Painter, printmaker, and sculptor Paolo Boni was born in Vicchio di Mugello, Tuscany, Italy, on April 12, 1926. His formal art training began early, enrolling at the Liceo Artistico di Porta Romana (State Artistic High School, Porta Romana) as a teen, studying under sculptor Corrado Vigni. By 1946 he was regularly exhibiting throughout the major cities of Italy. He and his wife, American photographer Katherine White, moved to Paris, France, in 1954, where Boni established a studio in the city as well as in rural Alésia, and became known as the "Italian artist from Paris".
He exhibited in France, Italy, and the United States, and began investing time learning intaglio printmaking techniques that allowed him to employ his knowledge of sculpting. He developed a style in which he would use relief and integlio processes, affixing pieces of carefully shaped metal to the plate, often indivdually inking the pieces or occasionally leaving the entire composition uninked, to form a collage of shapes. In the 1970s he named this technique "grafisculpture".
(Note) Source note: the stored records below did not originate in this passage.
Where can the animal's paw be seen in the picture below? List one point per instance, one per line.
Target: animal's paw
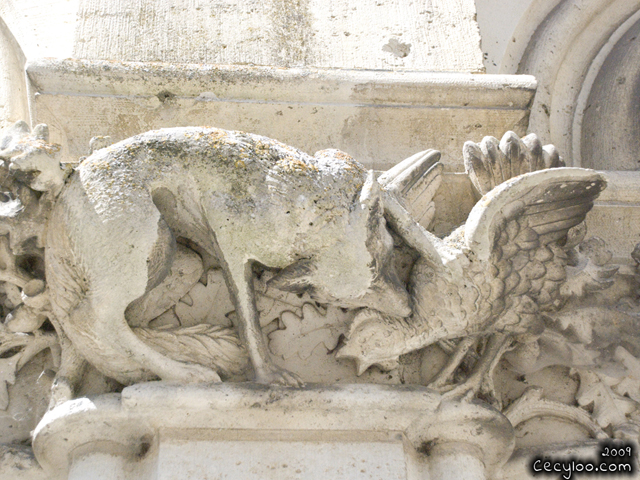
(274, 375)
(191, 373)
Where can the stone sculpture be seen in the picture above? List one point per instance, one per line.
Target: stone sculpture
(122, 219)
(496, 275)
(307, 238)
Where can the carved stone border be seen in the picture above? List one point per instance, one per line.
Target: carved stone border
(470, 438)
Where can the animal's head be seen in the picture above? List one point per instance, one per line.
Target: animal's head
(30, 159)
(357, 269)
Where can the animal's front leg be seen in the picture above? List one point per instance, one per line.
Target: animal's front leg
(69, 374)
(240, 283)
(497, 345)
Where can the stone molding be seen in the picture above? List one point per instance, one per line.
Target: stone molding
(132, 427)
(378, 117)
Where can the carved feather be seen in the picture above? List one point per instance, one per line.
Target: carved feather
(490, 163)
(502, 270)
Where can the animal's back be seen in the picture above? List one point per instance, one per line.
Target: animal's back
(245, 184)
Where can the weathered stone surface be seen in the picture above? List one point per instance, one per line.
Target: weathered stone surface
(379, 117)
(370, 34)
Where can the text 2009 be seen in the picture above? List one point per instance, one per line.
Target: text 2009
(616, 452)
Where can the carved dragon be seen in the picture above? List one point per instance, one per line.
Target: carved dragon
(494, 277)
(123, 219)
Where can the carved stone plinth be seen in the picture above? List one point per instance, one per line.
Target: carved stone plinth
(250, 431)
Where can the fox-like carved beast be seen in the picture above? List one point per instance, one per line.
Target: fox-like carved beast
(239, 200)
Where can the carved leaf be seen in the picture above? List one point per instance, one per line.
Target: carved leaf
(8, 367)
(609, 408)
(209, 345)
(302, 335)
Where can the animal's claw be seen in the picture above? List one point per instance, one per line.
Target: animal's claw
(278, 376)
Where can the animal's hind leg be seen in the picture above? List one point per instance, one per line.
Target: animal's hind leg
(69, 374)
(106, 340)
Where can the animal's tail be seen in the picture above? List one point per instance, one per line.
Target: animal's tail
(213, 346)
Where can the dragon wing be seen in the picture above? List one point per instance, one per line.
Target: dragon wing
(513, 231)
(490, 163)
(414, 182)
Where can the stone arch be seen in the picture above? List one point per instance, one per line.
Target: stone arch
(576, 52)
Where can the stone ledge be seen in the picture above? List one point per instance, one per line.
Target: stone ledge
(379, 117)
(135, 430)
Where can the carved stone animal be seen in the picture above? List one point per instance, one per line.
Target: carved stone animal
(494, 276)
(238, 200)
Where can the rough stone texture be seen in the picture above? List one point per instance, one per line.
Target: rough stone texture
(13, 98)
(378, 117)
(371, 34)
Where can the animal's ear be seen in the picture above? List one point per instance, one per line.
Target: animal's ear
(296, 278)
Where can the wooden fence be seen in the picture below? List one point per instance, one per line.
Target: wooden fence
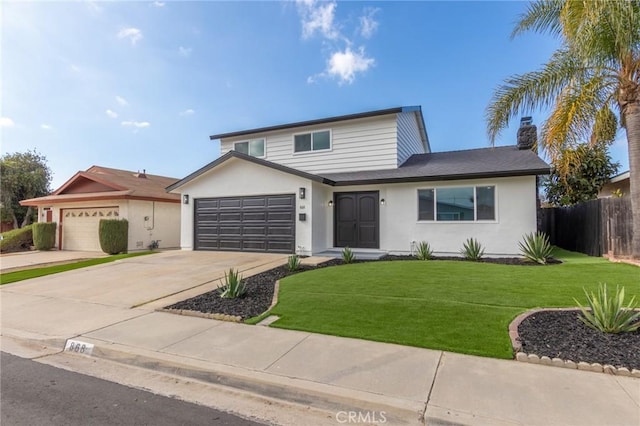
(596, 227)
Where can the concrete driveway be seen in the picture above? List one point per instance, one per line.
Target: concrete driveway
(31, 259)
(74, 302)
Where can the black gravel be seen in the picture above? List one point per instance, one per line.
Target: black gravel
(259, 288)
(560, 334)
(256, 300)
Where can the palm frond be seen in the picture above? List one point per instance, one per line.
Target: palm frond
(574, 114)
(541, 16)
(524, 93)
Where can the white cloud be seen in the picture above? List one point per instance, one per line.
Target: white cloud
(344, 65)
(121, 101)
(368, 25)
(133, 34)
(136, 124)
(343, 62)
(318, 17)
(6, 122)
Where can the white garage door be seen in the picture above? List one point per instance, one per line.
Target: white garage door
(80, 227)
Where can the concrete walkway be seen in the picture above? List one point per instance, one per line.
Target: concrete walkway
(405, 385)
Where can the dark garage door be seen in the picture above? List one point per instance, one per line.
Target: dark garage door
(263, 223)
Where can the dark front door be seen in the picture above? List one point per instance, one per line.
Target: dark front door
(356, 219)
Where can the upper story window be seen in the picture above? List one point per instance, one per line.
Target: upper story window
(313, 141)
(470, 203)
(254, 147)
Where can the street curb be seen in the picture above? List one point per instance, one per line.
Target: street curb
(558, 362)
(286, 389)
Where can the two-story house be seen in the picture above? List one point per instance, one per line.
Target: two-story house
(366, 181)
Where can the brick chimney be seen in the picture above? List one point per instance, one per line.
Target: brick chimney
(527, 134)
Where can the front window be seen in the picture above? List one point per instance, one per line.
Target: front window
(314, 141)
(254, 148)
(470, 203)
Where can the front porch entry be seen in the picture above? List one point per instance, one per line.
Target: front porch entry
(357, 219)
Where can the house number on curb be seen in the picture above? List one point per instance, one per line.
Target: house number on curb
(78, 347)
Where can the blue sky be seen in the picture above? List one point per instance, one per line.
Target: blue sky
(142, 85)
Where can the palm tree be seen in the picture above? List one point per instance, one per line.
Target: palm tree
(595, 72)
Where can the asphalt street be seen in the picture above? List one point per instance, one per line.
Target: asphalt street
(36, 394)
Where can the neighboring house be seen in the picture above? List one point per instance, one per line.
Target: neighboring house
(367, 181)
(619, 184)
(104, 193)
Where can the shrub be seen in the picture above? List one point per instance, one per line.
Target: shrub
(44, 235)
(472, 249)
(114, 235)
(424, 251)
(293, 262)
(536, 247)
(607, 313)
(347, 255)
(233, 286)
(17, 240)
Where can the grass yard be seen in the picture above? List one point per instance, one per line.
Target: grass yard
(26, 274)
(455, 306)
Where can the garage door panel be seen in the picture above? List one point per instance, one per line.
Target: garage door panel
(288, 217)
(256, 223)
(229, 203)
(254, 216)
(80, 227)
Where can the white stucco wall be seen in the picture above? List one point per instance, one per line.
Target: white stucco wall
(241, 178)
(399, 225)
(166, 215)
(152, 220)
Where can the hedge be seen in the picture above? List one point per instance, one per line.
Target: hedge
(114, 235)
(44, 235)
(17, 240)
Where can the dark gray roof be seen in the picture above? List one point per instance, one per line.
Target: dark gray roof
(468, 164)
(451, 165)
(387, 111)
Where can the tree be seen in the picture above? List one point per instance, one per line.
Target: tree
(589, 168)
(595, 72)
(23, 175)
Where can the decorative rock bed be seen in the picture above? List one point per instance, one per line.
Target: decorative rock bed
(556, 337)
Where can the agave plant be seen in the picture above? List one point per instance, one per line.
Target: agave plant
(536, 247)
(472, 249)
(293, 262)
(607, 312)
(347, 255)
(233, 286)
(424, 251)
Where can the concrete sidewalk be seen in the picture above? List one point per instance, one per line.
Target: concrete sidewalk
(406, 385)
(382, 383)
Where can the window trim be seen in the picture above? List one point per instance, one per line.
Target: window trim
(475, 204)
(248, 142)
(311, 151)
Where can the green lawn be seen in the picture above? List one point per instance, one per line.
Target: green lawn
(450, 305)
(12, 277)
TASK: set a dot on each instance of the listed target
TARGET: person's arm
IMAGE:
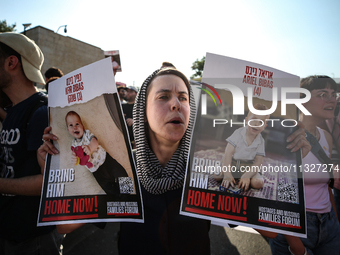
(91, 147)
(295, 245)
(228, 178)
(46, 147)
(297, 140)
(331, 198)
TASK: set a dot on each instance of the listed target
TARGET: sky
(296, 36)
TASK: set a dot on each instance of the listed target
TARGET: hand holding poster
(93, 178)
(240, 170)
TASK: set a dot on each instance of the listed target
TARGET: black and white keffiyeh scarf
(155, 178)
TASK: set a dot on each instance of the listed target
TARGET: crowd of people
(160, 119)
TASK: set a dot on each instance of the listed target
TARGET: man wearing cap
(127, 109)
(20, 174)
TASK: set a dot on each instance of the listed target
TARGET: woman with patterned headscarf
(163, 118)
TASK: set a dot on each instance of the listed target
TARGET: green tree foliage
(197, 67)
(6, 28)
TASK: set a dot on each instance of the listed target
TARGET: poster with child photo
(93, 178)
(240, 171)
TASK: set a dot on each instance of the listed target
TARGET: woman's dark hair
(318, 82)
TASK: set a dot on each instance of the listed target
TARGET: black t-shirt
(18, 158)
(164, 230)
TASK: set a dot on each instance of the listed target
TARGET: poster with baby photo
(93, 178)
(240, 169)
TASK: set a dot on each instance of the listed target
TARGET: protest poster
(93, 178)
(230, 89)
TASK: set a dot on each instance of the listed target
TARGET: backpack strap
(40, 101)
(318, 151)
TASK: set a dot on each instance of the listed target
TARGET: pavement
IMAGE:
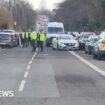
(51, 77)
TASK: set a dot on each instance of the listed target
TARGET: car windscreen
(55, 30)
(4, 37)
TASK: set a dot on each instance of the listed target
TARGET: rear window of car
(4, 37)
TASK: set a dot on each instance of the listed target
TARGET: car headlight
(62, 44)
(76, 45)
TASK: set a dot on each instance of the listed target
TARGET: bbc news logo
(6, 94)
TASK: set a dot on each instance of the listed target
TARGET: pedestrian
(33, 36)
(29, 39)
(38, 41)
(41, 39)
(23, 39)
(26, 34)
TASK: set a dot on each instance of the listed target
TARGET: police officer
(33, 36)
(26, 38)
(41, 39)
(23, 39)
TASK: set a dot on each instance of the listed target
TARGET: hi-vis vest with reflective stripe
(41, 37)
(23, 35)
(33, 35)
(27, 35)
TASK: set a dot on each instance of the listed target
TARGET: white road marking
(28, 67)
(2, 50)
(95, 68)
(21, 87)
(26, 74)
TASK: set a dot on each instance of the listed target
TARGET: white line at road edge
(95, 68)
(21, 87)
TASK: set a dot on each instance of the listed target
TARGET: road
(51, 77)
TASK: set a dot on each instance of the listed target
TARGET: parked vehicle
(99, 49)
(65, 42)
(8, 40)
(53, 29)
(84, 38)
(90, 43)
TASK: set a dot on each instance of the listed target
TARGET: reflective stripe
(33, 36)
(26, 34)
(42, 37)
(23, 35)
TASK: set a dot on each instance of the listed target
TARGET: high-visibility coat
(27, 35)
(41, 37)
(23, 35)
(33, 35)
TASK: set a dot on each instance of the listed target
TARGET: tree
(79, 14)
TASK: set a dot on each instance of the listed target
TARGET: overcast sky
(48, 3)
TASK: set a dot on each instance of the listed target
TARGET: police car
(65, 42)
(99, 49)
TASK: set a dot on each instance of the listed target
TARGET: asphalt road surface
(51, 77)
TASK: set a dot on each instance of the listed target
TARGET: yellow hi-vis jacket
(23, 35)
(41, 37)
(33, 35)
(27, 35)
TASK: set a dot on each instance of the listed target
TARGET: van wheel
(94, 56)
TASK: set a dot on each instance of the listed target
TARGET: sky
(49, 3)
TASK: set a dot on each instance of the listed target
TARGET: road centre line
(2, 50)
(21, 87)
(28, 67)
(95, 68)
(26, 74)
(30, 62)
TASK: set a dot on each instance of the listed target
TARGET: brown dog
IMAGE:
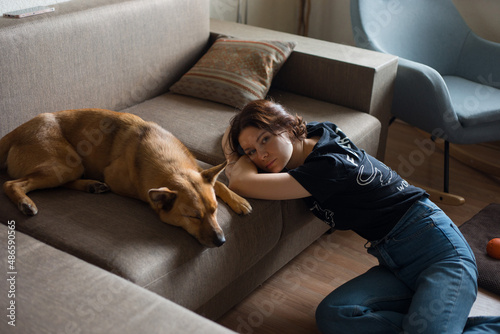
(118, 152)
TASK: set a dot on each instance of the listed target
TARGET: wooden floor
(287, 301)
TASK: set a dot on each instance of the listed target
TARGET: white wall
(330, 19)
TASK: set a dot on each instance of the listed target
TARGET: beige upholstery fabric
(106, 60)
(58, 293)
(126, 237)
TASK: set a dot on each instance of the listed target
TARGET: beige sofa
(124, 55)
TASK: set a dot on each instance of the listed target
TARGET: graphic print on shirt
(324, 214)
(365, 177)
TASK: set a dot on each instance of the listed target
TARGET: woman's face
(269, 152)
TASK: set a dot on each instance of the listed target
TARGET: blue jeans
(426, 282)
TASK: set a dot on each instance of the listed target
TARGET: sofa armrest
(348, 76)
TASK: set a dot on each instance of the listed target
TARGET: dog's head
(192, 205)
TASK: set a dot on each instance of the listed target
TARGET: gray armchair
(448, 80)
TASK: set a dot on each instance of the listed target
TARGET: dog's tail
(5, 144)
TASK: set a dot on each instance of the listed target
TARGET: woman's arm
(245, 180)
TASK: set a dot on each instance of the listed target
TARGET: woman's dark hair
(266, 115)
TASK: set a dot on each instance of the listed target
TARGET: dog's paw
(29, 209)
(98, 188)
(240, 205)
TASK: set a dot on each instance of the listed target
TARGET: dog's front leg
(90, 186)
(237, 203)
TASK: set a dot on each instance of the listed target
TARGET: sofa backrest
(96, 53)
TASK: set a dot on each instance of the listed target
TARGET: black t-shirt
(350, 189)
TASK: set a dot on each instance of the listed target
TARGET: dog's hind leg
(40, 178)
(89, 186)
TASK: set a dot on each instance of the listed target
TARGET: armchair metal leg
(444, 196)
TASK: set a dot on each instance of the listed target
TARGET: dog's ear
(210, 175)
(162, 198)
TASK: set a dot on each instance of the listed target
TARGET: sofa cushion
(126, 237)
(97, 53)
(235, 71)
(200, 124)
(58, 293)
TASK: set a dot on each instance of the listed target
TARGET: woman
(426, 278)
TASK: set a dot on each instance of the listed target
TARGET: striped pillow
(235, 71)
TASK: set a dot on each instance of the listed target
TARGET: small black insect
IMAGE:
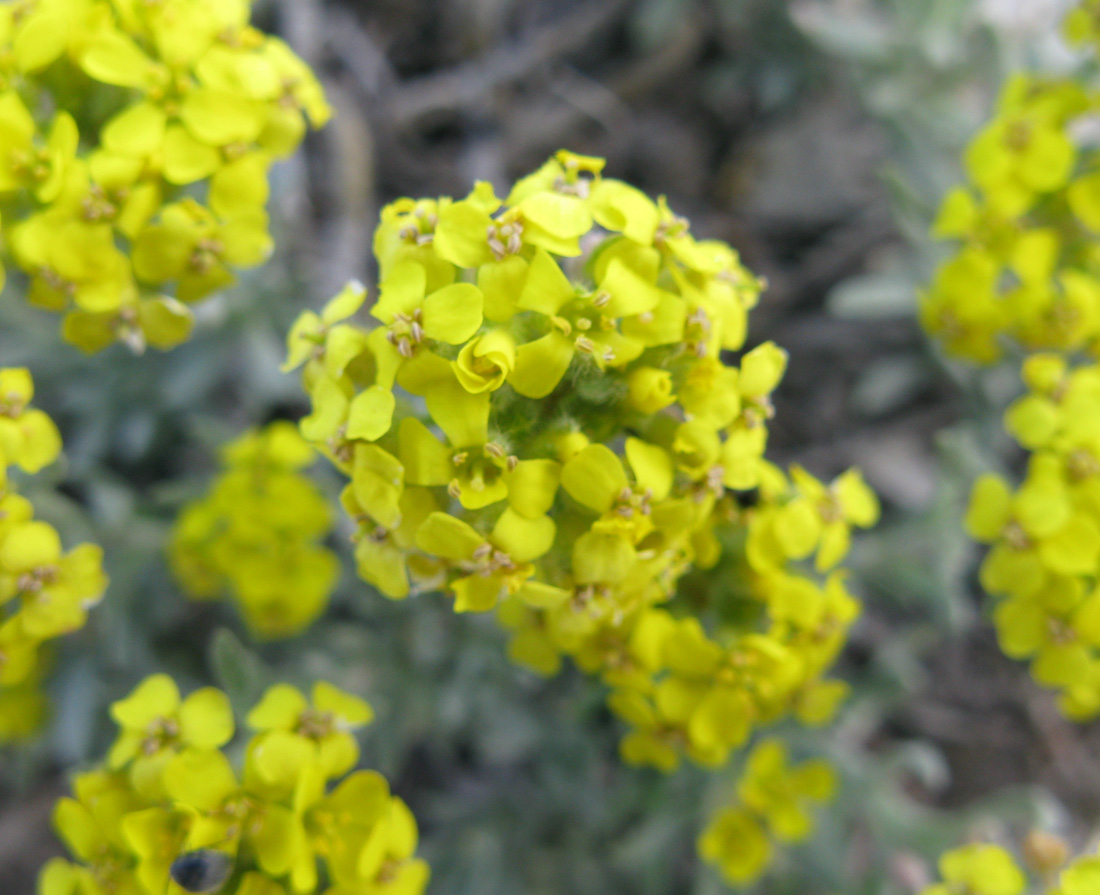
(201, 871)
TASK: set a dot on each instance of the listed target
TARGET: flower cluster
(542, 421)
(1045, 536)
(135, 141)
(1027, 274)
(773, 802)
(45, 593)
(167, 789)
(985, 869)
(255, 534)
(1025, 269)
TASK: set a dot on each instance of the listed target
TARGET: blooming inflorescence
(1045, 536)
(167, 789)
(135, 141)
(773, 802)
(255, 534)
(45, 592)
(985, 869)
(541, 421)
(1025, 269)
(1026, 274)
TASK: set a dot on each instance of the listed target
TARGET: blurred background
(816, 136)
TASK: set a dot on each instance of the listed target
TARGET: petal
(540, 365)
(370, 413)
(651, 466)
(206, 719)
(532, 486)
(453, 313)
(523, 539)
(155, 697)
(444, 536)
(547, 288)
(594, 477)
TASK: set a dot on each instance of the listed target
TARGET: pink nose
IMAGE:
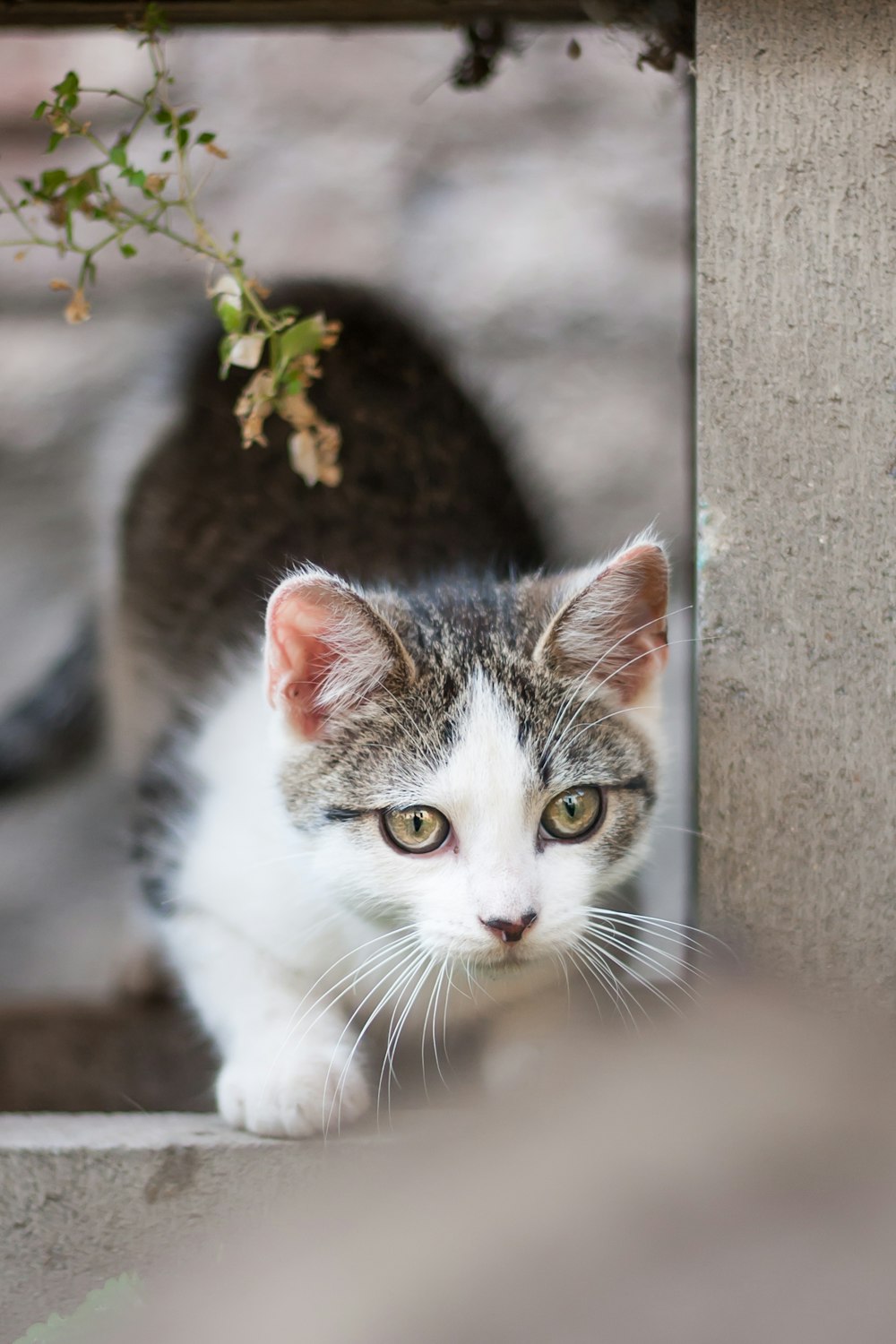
(511, 930)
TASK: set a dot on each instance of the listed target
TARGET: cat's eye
(573, 814)
(417, 830)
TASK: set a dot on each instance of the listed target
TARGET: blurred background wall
(538, 226)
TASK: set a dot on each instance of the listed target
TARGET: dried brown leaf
(77, 308)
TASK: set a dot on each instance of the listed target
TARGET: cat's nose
(511, 930)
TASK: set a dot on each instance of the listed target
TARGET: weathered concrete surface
(797, 481)
(86, 1198)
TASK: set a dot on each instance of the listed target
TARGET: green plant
(118, 1297)
(115, 201)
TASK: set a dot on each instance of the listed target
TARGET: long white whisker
(590, 671)
(392, 1048)
(669, 926)
(605, 978)
(397, 978)
(390, 975)
(635, 948)
(668, 968)
(387, 1059)
(374, 962)
(598, 957)
(616, 674)
(625, 967)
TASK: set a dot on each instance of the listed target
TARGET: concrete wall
(797, 484)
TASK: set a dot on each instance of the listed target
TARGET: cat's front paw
(292, 1097)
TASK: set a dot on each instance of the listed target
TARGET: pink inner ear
(300, 658)
(328, 650)
(614, 632)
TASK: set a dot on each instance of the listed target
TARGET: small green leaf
(225, 351)
(300, 339)
(53, 179)
(231, 316)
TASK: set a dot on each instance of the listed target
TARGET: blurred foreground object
(729, 1179)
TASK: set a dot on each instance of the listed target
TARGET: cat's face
(477, 763)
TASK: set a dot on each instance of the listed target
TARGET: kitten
(378, 765)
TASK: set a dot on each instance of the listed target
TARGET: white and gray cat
(384, 760)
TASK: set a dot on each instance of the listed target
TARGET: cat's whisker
(634, 948)
(400, 976)
(447, 995)
(426, 1019)
(349, 984)
(677, 946)
(387, 1059)
(691, 935)
(589, 728)
(408, 930)
(349, 981)
(392, 1046)
(570, 699)
(358, 1010)
(669, 964)
(606, 981)
(435, 1048)
(616, 672)
(627, 969)
(587, 986)
(599, 962)
(392, 975)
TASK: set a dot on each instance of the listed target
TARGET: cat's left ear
(328, 652)
(610, 628)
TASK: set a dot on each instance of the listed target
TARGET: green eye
(573, 814)
(417, 830)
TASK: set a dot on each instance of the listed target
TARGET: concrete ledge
(86, 1198)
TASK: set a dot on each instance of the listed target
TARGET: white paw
(292, 1097)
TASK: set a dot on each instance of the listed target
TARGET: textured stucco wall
(88, 1198)
(797, 483)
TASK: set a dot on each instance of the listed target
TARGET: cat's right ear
(328, 652)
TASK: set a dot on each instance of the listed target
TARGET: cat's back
(425, 487)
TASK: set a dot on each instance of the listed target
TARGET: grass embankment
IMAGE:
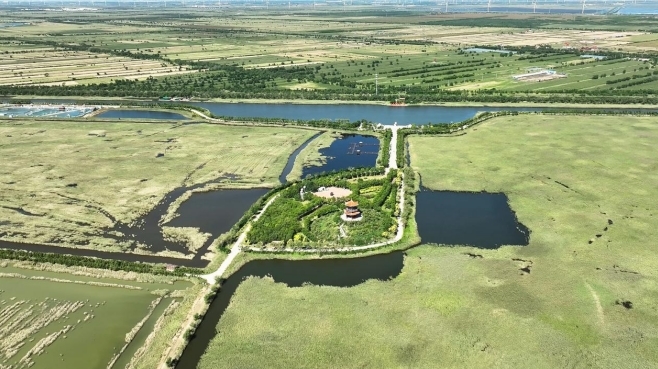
(66, 181)
(56, 316)
(448, 309)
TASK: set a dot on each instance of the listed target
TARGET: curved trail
(235, 250)
(237, 247)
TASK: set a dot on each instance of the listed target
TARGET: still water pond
(347, 151)
(478, 219)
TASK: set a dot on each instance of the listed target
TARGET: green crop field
(53, 320)
(328, 56)
(449, 310)
(67, 181)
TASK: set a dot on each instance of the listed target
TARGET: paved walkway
(237, 247)
(235, 250)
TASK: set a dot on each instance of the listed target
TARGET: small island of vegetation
(307, 215)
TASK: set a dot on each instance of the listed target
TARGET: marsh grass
(71, 197)
(451, 308)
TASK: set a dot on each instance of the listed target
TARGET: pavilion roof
(351, 204)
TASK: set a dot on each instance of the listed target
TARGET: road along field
(66, 182)
(50, 319)
(31, 65)
(562, 301)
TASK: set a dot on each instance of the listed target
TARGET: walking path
(237, 247)
(235, 250)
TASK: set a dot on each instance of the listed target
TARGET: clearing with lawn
(105, 176)
(583, 290)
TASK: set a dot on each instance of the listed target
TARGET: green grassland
(60, 317)
(64, 181)
(449, 310)
(336, 55)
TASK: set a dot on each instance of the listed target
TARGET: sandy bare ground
(333, 192)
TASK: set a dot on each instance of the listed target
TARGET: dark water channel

Boni's work is held in the Pushkin Museum (Moscow); Picasso Museum in Antibes; the Contemporary Art Museums of Chicago; the Museum of Modern Art (NY); the Museum of Modern Art (Paris); the New York Public Library; the National Museum of Fine Arts, Quebec (Canada); and the National Gallery (Washington, D.C.), among others.
Paolo Boni died in Paris, France, on March 29, 2017.